LM III (1420/10-1075/50)

Findspot

Phaistos, Palace, Room 4 of LM III house west of the "piazzale de Teatro"

Dimensions

Base diam: 22 cm; conserved H: 30.7 cm; th.: 0.7 cm

Medium

Pitharaki (fragmentary), course pink clay with many impurities, whitish slip, black-brown paint

Accession Number

Phaistos Stratigraphical Museum F6370

References

Basch 1987: 133, no. 273; Laviosa 1969-70:11-15, figs. 3a-d; Wedde 2000: 97-99, 320, nos. 610-611

A80a: A flat hull with the left post rising at a straight angle. There are five oars which thicken into blades at their lower extremity. Remains of a stay and a mast. Antithetical fishes on each side of the mast.

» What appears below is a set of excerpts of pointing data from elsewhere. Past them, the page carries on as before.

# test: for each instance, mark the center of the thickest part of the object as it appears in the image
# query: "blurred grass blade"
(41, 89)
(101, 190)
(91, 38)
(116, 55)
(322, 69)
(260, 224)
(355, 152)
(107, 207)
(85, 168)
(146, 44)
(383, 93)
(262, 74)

A80b: Straight hull with right extremity rising at a straight angle. Remains of base of the right post and part of the mast. The height of the gunwale is proportionately higher compared to Aegean BA models in general, for which it possibly finds a parallel with C1 from Enkomi.

Although the two ships have essentially the same silhouette, there appears to have been an attempt made by the artist to distinguish the two vessels from one another, with A80a having a shallower hull as well as being equipped with oars. Wedde argues that "the Phaistos pitharaki could suggest that Aegean Bronze Age shipwrights may have constructed vessels of more or less identical silhouettes but differing draught and beam."(Wedde 2000: 98). The fragmentary condition of the two vessels however removes the certainty that they had identical extremities, with the oared one perhaps originally sporting a figurehead. If so, then the "artist may have painted the two ship types of the Late Bronze Age period, the Minoan roundship and the Mycenaean longship"(Ibid: 99). Wedde finally muses whether his type V represents a transitional step between the round-hulled Minoan ship (type IV) and the Mycenaean galley type VI, or whether instead the deep-hulled variant was introduced as a complement to the narrow-hulled type VI due to a perceived lack of sufficient cargo capacity.

Basch, L. 1987. Le musée imaginaire de la marine antique. Athens: Institut Hellénique pour la preservation de la tradition nautique.

Laviosa, C. 1969-70. “La marina micenea,” Annuario 47-48: 7-40.

Wedde, M. 2000. Towards a Hermeneutics of Aegean Bronze Age Ship Imagery. Peleus Studien zur Archäologie und Geschichte Griechenlands und Zyperns, vol. 6. Bibliopolis: Mannheim and Möhnsee.